0. Fundamental rules enforced by the table structure

1. Type constraints on column values

2. Key constraints: in each table, any given declared key can occur in only one row. This is not a property of a table at a particular moment, but rather a rule that says that a second record with a duplicate key can never be added.

3. Referential-integrity constraints: Consider again the students database on p 8 of EN. In the SECTION table, the key is Section_identifier. A typical constraint would be that we are not allowed to have a record that has a Course_number value that is not found in the COURSE table.

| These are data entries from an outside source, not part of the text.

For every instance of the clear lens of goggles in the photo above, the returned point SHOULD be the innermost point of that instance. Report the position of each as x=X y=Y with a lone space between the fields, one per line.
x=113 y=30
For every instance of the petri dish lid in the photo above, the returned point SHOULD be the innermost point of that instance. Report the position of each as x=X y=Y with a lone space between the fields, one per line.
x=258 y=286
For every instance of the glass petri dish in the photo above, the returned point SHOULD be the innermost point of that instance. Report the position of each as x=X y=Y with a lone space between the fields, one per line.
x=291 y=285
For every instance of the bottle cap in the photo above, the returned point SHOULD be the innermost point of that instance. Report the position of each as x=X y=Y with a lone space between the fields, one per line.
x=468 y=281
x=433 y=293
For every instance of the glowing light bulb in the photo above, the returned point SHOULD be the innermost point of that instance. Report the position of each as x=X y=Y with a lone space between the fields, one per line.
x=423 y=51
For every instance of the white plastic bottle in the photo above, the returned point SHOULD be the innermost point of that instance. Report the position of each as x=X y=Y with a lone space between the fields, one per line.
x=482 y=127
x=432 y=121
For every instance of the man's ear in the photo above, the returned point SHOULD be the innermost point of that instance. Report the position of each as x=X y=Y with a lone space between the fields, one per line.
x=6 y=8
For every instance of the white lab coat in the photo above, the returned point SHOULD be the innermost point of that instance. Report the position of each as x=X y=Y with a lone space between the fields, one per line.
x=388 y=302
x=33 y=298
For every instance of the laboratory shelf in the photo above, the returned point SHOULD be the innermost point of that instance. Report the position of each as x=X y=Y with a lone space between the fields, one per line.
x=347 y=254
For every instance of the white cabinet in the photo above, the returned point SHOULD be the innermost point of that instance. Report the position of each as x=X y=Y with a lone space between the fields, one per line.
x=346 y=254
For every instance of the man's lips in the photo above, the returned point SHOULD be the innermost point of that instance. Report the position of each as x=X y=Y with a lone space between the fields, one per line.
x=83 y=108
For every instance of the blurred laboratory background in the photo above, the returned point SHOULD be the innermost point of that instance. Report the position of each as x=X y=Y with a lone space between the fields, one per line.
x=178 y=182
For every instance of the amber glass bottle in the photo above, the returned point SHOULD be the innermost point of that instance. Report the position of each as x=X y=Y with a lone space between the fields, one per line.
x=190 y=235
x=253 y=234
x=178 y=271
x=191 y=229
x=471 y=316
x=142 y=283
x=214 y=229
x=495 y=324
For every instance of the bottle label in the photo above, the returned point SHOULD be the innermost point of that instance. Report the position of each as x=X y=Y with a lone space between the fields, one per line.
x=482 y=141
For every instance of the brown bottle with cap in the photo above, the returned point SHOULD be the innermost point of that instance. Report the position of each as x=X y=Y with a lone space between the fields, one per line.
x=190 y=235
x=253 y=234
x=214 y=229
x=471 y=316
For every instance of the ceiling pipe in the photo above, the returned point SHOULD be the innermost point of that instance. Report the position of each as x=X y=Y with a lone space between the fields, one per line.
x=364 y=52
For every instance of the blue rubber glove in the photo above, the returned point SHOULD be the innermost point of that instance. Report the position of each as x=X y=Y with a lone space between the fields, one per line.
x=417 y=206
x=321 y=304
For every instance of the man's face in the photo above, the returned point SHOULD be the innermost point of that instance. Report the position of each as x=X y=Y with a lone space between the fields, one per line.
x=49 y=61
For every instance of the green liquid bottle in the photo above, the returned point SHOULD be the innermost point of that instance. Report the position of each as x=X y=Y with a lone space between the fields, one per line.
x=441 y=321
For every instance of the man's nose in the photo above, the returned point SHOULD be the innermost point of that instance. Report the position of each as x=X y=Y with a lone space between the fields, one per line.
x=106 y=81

Similarly, in the GRADE_REPORT table, the key is ⟨Student_number, Section_identifier⟩. We do not allow rows for which Student_number does not refer to a valid entry in the STUDENT table, or for which Section_identifier does not refer to a valid entry in the SECTION table.

Note the implicit constraint of having the STUDENT table. Suppose we add an address row. Because the key for the table is Student_number, we cannot have the same student with two addresses.

Suppose instead we enter the student name and address directly into the GRADE_REPORT table, along with the Student_number. This is slightly wasteful of space, but that is a minor concern. The serious problem is that this now allows inconsistency: we can have student 17 have two different addresses in two different records, or even two different names.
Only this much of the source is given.